Social care workers undervalued by £7,000 annually during pandemic
During the pandemic, the importance of social care workers was continuously highlighted, but according to a new report, their wages undervalue their work by almost £7,000 per year. Frontline roles with similar skills in the public sector received an average of more than £24,000 annually.
Commissioned by Community Integrated Care (CIC), the study revealed a situation which the charity said was “immoral, illogical, and cannot be justified.” CIC also called for private and public intervention to help turn things around.
CIC CEO Mark Adams commented, “All evidence points to overwhelming public support for investment in the sector. This is an issue of strategy and focus, not of possibility. It is a matter of national shame that social care workers, who provide such an invaluable service to society, are in such desperate circumstances.”
According to Adams, frontline workers risked their health throughout the pandemic to protect those who need their support. He added that most had done so “below the poverty line and without the basic safety net of sick pay,” in spite of their clear importance.
The research carried out by consulting firm Korn Ferry analysed social care support worker positions compared to other public sector roles, and found that the former was “significantly undervalued” by comparison.

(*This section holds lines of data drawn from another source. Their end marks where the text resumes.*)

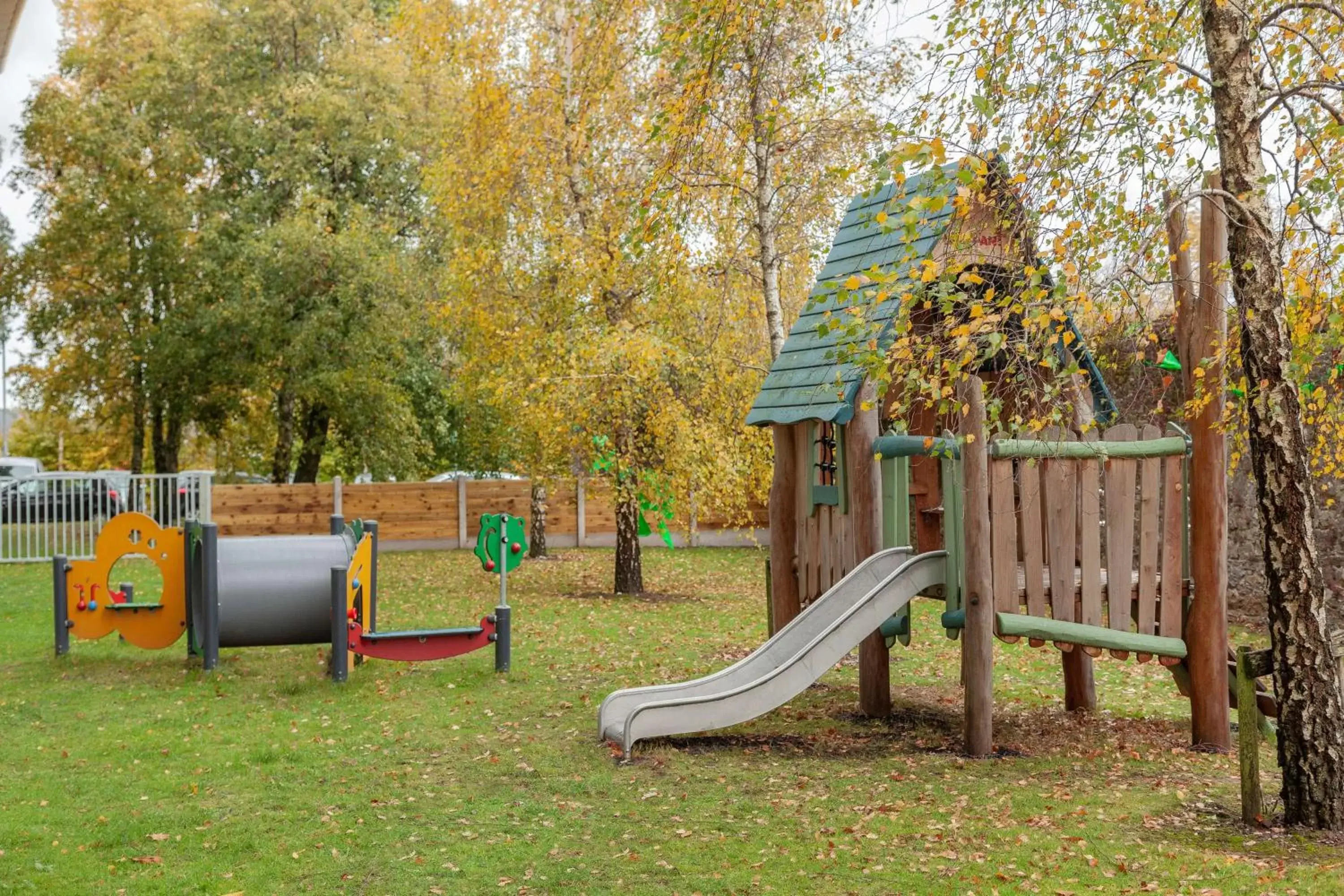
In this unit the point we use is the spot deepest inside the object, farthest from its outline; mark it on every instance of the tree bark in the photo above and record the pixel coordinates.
(283, 457)
(537, 538)
(767, 215)
(138, 420)
(316, 425)
(1307, 681)
(629, 563)
(166, 439)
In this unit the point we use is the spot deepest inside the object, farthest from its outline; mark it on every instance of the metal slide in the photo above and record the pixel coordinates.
(783, 667)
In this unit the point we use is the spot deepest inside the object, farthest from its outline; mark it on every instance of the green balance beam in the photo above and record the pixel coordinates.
(1170, 447)
(1025, 626)
(902, 445)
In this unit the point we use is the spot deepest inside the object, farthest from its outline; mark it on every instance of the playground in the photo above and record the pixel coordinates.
(134, 770)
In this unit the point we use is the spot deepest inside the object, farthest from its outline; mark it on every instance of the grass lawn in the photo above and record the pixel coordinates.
(131, 771)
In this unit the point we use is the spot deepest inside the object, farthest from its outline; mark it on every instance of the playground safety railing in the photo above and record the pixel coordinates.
(62, 513)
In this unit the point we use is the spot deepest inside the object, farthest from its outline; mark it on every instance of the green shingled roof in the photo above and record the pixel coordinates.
(807, 382)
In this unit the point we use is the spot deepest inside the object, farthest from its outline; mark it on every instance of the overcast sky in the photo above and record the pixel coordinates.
(31, 58)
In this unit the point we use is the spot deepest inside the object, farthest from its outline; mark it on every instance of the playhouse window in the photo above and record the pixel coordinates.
(827, 464)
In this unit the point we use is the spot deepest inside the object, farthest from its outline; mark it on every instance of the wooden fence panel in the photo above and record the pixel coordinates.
(425, 511)
(1121, 474)
(272, 509)
(405, 511)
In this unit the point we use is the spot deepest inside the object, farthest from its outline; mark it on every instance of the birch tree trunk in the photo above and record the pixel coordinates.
(629, 563)
(537, 538)
(767, 214)
(1307, 681)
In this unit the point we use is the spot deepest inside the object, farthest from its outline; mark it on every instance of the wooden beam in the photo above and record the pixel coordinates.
(978, 641)
(1206, 629)
(784, 528)
(863, 480)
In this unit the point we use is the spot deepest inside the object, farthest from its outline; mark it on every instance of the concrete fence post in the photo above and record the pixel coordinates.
(461, 512)
(581, 524)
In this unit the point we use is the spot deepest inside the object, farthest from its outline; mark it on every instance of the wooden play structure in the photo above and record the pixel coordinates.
(1097, 540)
(249, 591)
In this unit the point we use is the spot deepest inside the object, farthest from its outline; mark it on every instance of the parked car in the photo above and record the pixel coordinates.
(18, 468)
(479, 474)
(58, 497)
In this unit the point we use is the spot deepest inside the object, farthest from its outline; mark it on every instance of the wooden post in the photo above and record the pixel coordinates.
(1206, 629)
(581, 512)
(865, 484)
(1248, 738)
(978, 640)
(784, 528)
(461, 512)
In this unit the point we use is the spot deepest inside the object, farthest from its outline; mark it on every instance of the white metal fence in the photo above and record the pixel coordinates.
(52, 513)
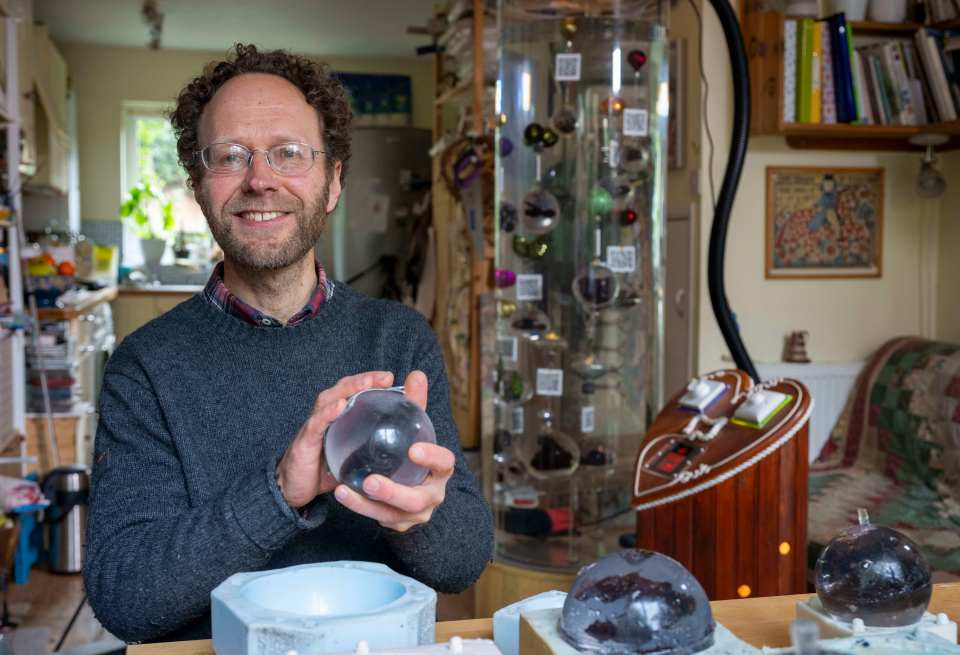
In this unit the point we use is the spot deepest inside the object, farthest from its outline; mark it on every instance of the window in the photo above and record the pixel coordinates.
(150, 156)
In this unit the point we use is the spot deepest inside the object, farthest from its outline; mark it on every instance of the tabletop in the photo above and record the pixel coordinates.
(759, 621)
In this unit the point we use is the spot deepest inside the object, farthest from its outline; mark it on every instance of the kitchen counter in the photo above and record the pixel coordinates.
(82, 305)
(160, 289)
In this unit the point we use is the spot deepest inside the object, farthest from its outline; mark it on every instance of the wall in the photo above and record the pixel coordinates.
(847, 319)
(104, 77)
(948, 301)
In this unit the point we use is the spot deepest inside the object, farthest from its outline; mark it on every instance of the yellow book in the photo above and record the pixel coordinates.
(815, 76)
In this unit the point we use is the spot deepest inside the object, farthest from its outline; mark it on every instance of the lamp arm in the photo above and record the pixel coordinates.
(731, 178)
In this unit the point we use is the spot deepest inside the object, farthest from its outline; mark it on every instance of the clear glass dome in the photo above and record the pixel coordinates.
(637, 601)
(582, 96)
(374, 435)
(873, 573)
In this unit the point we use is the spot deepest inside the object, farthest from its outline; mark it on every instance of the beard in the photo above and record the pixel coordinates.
(310, 221)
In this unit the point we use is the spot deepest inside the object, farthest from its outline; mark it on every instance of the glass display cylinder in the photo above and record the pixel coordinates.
(582, 99)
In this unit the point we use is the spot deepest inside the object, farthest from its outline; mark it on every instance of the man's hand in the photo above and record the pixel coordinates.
(302, 472)
(396, 506)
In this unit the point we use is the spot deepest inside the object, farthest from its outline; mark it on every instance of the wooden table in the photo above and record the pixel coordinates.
(759, 621)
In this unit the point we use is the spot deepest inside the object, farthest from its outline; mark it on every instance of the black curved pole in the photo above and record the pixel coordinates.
(731, 178)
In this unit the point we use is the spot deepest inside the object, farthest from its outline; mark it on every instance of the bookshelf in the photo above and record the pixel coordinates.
(763, 35)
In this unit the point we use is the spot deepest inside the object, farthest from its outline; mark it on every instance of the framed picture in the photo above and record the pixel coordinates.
(824, 222)
(676, 122)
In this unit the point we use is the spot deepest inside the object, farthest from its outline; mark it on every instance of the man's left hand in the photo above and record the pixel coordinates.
(396, 506)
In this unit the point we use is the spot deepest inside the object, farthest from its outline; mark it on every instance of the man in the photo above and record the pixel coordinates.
(208, 459)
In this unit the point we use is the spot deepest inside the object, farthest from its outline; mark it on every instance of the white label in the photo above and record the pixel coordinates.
(586, 419)
(635, 122)
(549, 382)
(507, 347)
(613, 153)
(622, 259)
(567, 67)
(516, 420)
(529, 287)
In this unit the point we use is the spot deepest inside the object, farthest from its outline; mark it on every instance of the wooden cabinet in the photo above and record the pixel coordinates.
(763, 37)
(49, 113)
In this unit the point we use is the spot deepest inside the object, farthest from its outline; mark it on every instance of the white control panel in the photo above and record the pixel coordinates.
(759, 406)
(701, 393)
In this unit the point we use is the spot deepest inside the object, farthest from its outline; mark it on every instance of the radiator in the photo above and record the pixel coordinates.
(829, 383)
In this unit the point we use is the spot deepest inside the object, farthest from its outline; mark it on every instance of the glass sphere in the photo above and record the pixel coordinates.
(635, 156)
(551, 454)
(596, 286)
(637, 601)
(873, 573)
(600, 201)
(550, 138)
(565, 120)
(512, 387)
(588, 366)
(508, 217)
(373, 435)
(541, 212)
(533, 134)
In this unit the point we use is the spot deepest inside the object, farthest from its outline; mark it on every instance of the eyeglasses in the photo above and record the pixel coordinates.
(285, 158)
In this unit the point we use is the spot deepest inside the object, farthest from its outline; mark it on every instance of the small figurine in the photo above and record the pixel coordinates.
(795, 347)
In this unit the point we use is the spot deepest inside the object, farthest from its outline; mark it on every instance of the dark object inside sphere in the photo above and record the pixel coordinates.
(508, 217)
(550, 456)
(875, 574)
(637, 601)
(385, 452)
(565, 120)
(533, 134)
(596, 289)
(374, 435)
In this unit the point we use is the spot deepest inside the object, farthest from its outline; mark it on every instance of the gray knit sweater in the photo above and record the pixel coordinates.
(196, 409)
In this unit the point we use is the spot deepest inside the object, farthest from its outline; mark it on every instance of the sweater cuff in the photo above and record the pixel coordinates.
(264, 515)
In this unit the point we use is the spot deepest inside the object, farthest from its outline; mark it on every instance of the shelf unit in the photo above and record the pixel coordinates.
(763, 35)
(13, 428)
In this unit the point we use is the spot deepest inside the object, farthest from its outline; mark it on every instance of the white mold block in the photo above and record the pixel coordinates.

Publicly funded positions average a 39% higher take-home than private sector social care workers – who would need an increase of around £7,447 per year to catch up.
Korn Ferry found the average pay for support workers in England assisting people to live independently is around £9.05 per hour – 45p per hour below the Real Living Wage. Each year this adds up to a wage of £17,695, while roles with equivalent scope, complexity and accountability within public-funded sectors were paid £24,602 on average.
Speaking on the findings, Skills for Care CEO Oonagh Smyth asserted, “[There is a] clear case that our 1.5 million workforce are highly skilled professionals… deserve to be recognised as such as we enter a period of promised reform. We believe that policies to reform adult social care will not be successful unless they address the needs of the workforce, through a social care people plan and comprehensive workforce planning, underpinned by data and an understanding of our workforce now and in the future.”
While Oonagh added that the report “brought together a wide range of data and thinking,” however, some might assert that the report’s findings on social care workers are underestimations. Defining what ‘undervalued’ workers should be earning by pointing to another group of undervalued workers with marginally higher pay still leaves both materially undervalued.
Indeed, disputes around pay and conditions for nurses and doctors continue to rage on following the government’s mishandling of the Covid-19 crisis. In the early phases of the coronavirus outbreak, the government dragged its feet when supplying healthcare staff with personal protective equipment (PPE), despite them providing vital care to pandemic patients, at great personal risk. Meanwhile, despite the Prime Minister receiving life-saving care from such professionals, the government has since come under intense scrutiny for its meagre 1% pay-rise for NHS workers – beneath the rate of inflation – while spending £1 million per day on private consultants for the test and trace app.
A Department of Health and Social Care spokesperson defended the government’s record though, telling the Evening Standard, “The social care sector has been an essential and valued part of the frontline response to the pandemic. We have sought to protect the workforce and those receiving social care, providing over £2 billion for the sector including infection prevention and control measures, free PPE and regular testing, and we prioritised staff for the vaccine.”